目に見えにくく、後回しにされがちです。「納期に間に合わない!」とかも良くある事例です。開発の現場では、期限との戦いが常にあります。「まずは期限までに完成させなければ」という焦りから、セキュリティチェックが後回しにされることも。また、セキュリティ対策に対しての重要性をあまり理解しておらず、「そんなに急ぐ必要ある?」「今までも大丈夫だったから」「うちは小さな会社だから狙われない」といった油断が、セキュリティ対策を遅らせる原因にもなっています。

ある会社の失敗例

例えばの例として、後回しが引き起こした、ある通販サイト会社の失敗例をご紹介します。開発チームは納期に追われ、まず商品の写真や説明を見やすく表示する機能を完成させることに集中。セキュリティ対策は「リリース直前に行う」という計画でした。ところが、リリース2週間前のセキュリティチェックで重大な脆弱性が発見され、修正に3ヶ月もの時間が必要に。その為リリース遅延による広告費用の無駄や競合他社に出遅れる結果となってしまったのです。この問題は、最初からセキュリティ対策をしていれば防げたのでした。

私たちの生活への影響

セキュリティ対策の後回しは、システムを使う私たちの生活にも直接影響します。例えば、「クレジットカード情報の流出」、「個人情報の漏洩」、「なりすまし被害」、「サービスの突然の停止」など、これらは、「後でよい」と先送りにされたセキュリティ対策が、取り返しのつかない事態を招いた例です。

変わりつつある考え方

最近では、「セキュリティは最初から考えるべき」という認識が広がってきています。例えば皆さんがスマートフォンを買ったとき、最初に求められるのは何でしょうか?「パスコードの設定」、「指紋認証の登録」、「各種セキュリティ設定」などを普通に実施してませんか?これと同じように、システム開発でも「最初からセキュリティを考える」という方法が注目されているのです。

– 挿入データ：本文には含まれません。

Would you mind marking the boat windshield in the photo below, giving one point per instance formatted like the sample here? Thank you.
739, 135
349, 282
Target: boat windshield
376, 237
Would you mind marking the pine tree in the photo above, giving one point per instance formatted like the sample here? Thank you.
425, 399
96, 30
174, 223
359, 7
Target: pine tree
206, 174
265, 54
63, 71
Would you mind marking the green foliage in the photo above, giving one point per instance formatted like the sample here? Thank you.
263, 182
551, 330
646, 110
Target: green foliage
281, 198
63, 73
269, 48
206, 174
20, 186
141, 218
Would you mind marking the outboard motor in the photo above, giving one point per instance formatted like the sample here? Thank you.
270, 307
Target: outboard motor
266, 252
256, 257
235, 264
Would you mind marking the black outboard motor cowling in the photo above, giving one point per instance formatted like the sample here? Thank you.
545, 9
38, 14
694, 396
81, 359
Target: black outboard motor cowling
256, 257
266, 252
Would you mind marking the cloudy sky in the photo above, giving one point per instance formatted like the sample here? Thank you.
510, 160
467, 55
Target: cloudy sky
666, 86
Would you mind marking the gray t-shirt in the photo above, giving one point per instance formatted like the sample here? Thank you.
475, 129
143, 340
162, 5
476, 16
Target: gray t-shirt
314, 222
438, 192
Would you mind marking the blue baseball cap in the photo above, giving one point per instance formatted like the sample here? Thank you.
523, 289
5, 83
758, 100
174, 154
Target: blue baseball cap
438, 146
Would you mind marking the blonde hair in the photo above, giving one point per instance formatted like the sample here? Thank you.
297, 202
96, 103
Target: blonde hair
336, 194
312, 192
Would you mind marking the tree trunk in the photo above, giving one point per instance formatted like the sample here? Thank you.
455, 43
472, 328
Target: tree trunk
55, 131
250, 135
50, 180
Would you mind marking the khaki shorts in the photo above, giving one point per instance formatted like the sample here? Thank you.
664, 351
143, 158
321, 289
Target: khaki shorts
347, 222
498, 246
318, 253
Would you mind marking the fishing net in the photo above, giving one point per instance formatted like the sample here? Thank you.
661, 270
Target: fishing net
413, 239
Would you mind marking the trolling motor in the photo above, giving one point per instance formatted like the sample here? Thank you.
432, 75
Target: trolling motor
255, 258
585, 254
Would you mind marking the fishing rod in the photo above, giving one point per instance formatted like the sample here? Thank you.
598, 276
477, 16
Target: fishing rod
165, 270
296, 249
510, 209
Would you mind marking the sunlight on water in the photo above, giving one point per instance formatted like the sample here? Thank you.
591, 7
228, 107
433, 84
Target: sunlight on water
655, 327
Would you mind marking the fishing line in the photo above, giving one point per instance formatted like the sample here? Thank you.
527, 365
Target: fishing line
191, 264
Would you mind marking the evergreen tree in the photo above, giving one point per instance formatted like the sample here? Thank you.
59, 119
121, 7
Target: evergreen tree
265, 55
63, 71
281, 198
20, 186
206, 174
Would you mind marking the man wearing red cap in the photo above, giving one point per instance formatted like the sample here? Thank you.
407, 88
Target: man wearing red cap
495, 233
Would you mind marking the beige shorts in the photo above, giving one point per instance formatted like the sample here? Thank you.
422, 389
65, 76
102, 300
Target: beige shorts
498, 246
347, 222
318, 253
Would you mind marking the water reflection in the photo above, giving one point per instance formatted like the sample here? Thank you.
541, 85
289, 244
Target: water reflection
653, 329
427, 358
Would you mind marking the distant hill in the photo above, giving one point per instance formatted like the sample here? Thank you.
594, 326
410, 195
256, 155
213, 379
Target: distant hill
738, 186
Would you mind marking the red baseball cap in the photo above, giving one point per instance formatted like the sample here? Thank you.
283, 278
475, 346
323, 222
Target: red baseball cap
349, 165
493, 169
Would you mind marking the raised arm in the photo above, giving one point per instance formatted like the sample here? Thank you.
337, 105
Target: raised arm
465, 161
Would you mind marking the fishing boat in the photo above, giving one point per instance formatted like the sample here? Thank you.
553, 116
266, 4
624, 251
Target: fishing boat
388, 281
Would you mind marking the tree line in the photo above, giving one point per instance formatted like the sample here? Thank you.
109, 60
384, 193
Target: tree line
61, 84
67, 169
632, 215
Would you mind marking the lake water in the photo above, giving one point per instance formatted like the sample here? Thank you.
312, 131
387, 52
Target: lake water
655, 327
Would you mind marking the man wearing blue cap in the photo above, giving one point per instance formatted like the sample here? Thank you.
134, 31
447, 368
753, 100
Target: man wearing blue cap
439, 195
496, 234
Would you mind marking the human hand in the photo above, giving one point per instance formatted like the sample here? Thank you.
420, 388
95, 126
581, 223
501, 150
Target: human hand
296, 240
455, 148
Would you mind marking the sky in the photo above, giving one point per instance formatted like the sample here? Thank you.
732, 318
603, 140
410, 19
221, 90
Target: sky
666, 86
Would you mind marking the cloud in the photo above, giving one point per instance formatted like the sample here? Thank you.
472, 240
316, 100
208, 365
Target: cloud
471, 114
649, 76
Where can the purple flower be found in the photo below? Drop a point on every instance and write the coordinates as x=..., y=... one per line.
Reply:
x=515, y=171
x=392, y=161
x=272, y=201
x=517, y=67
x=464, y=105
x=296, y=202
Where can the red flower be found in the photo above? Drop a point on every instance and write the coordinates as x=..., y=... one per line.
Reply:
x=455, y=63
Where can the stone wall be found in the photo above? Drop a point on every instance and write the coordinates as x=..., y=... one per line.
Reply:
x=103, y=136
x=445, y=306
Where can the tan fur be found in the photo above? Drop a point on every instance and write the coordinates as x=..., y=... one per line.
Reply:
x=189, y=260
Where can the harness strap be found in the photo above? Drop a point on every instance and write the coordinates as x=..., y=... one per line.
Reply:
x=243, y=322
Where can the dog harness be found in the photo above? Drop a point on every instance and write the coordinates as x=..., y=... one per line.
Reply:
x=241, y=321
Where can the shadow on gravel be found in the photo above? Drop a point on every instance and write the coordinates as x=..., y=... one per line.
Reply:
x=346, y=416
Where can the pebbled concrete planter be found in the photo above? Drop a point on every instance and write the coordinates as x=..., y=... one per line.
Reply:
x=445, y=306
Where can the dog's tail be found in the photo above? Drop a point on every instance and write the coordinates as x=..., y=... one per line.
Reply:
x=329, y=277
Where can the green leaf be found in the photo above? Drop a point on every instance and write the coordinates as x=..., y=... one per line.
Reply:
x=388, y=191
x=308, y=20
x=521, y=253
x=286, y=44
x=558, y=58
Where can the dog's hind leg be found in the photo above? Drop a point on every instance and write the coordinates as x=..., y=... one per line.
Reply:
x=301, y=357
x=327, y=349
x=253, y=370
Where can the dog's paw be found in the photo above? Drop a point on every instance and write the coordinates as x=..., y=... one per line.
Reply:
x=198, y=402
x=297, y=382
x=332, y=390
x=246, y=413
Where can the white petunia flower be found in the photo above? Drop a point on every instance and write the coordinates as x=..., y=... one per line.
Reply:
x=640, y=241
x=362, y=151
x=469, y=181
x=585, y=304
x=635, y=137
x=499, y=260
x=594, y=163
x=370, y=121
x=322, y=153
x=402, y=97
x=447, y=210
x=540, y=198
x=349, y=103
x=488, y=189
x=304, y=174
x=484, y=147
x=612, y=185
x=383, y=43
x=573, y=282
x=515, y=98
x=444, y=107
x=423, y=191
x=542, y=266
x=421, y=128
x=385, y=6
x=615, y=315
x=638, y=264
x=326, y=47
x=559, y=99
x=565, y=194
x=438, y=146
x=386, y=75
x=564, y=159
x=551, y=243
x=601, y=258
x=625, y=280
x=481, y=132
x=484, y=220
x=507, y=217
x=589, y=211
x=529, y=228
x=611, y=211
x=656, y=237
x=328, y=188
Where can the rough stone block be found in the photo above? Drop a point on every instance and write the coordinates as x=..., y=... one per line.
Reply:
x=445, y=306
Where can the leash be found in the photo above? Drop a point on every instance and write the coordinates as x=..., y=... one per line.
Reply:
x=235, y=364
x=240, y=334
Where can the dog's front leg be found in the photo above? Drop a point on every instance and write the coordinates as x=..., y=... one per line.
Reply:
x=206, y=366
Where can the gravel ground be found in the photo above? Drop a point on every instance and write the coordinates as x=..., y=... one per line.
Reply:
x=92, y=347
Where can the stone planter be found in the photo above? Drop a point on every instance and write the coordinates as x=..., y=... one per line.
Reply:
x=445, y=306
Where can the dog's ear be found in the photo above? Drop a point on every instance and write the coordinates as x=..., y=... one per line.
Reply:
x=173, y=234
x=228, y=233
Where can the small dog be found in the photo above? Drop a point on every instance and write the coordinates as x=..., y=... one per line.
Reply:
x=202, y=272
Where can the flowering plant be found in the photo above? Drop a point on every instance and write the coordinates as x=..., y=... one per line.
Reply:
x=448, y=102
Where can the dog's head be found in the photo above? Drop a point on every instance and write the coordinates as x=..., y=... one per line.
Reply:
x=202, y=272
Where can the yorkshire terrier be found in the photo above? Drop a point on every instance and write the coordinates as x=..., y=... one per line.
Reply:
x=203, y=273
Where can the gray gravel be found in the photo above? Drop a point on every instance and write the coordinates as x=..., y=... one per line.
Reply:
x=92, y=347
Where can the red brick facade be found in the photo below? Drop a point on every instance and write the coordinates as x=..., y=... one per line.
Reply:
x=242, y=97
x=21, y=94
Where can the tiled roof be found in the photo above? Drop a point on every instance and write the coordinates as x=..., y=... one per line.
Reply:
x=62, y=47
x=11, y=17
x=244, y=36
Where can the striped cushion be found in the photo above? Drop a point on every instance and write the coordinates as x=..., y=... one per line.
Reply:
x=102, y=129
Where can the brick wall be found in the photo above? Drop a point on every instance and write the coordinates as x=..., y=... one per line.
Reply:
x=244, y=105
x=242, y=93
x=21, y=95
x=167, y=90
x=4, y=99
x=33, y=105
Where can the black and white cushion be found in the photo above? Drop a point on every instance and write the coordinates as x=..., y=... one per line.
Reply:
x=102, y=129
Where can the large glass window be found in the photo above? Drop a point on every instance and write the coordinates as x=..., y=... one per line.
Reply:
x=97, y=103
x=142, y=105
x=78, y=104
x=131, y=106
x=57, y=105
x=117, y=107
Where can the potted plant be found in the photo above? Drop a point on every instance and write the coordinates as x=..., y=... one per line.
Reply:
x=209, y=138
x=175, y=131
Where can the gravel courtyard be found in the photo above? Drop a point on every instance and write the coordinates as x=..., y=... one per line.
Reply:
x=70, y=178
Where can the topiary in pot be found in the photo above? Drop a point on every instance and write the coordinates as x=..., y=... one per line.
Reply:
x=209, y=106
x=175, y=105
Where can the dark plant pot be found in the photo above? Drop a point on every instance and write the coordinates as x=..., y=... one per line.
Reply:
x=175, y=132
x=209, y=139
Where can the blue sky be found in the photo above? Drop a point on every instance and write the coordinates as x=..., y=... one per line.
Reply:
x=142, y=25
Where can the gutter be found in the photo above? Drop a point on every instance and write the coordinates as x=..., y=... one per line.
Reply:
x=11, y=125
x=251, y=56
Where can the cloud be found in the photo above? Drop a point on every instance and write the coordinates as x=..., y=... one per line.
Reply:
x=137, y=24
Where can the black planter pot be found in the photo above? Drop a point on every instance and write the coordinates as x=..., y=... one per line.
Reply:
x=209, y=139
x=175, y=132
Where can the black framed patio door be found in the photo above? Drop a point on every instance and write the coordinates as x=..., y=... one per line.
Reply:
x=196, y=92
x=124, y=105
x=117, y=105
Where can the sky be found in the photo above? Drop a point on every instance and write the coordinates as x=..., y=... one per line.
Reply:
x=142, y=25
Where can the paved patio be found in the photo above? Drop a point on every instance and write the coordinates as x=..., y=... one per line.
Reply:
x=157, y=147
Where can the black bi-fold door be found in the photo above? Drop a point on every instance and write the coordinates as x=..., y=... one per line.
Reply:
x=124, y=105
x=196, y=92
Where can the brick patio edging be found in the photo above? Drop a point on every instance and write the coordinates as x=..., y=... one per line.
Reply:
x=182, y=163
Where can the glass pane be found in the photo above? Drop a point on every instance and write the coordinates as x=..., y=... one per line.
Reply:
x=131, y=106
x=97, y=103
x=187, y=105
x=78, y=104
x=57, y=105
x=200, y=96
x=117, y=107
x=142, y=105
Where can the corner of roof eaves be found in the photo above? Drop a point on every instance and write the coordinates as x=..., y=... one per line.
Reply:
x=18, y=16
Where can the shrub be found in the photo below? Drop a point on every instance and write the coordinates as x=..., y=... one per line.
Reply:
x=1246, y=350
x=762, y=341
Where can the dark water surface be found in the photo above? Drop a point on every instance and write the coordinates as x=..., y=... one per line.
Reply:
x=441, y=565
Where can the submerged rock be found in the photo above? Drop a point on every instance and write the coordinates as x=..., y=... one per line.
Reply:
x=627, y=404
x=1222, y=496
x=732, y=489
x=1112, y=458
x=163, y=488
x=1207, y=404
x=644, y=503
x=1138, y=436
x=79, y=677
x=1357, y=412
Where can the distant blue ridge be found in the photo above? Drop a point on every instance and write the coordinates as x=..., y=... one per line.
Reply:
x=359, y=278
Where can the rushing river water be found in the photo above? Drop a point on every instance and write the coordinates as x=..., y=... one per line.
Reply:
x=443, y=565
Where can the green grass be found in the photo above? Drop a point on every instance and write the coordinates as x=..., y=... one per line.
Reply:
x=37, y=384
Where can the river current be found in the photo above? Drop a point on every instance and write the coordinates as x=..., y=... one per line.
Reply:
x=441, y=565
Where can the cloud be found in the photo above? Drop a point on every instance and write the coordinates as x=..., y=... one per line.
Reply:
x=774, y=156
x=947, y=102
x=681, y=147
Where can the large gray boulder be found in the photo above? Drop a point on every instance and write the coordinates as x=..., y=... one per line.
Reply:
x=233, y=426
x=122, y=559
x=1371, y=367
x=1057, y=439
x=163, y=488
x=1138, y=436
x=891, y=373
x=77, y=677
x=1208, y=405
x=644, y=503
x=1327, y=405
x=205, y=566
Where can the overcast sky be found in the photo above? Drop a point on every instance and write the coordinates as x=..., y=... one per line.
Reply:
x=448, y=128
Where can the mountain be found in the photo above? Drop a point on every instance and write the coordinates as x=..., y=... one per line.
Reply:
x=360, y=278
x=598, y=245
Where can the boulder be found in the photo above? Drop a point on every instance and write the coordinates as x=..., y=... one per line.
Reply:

次の章では、この「最初からセキュリティを考える」アプローチについて、具体的な方法をご紹介していきます。

スマートフォンに学ぶ「最初からの対策」

スマートフォンを買ったとき、みなさんは何をしますか?「さっそくアプリを入れよう!」「好きな壁紙に変えたい!」...その前に、必ず行うことがあります。そう、セキュリティの初期設定です。新しいスマートフォンを使い始める時、私たちは当たり前のように、「パスコードを設定する」、「指紋認証を登録する」、「Face IDを設定する」など、これらの設定をしないと、次の画面に進めない仕組みになっています。なぜでしょうか?それは、「セキュリティは後からでは遅い」という考えに基づいているからです。

ではここで「セキュリティバイデザイン」についてご紹介します。
簡単に言うと、システムや製品の企画・設計段階からセキュリティ対策を組み込むことで、情報セキュリティを確保する考え方です。セキュリティバイデザインは、内閣サイバーセキュリティセンター(NISC)から「情報セキュリティを企画・設計段階から確保するための方策」として定義されており、またデジタル庁からセキュリティに関するガイドラインの1つである「政府情報システムにおけるセキュリティ・バイ・デザインガイドライン」が発行されているほど、セキュリティバイデザインがいかにシステム開発や調達に重要なものであるかが分かっていただけると思います。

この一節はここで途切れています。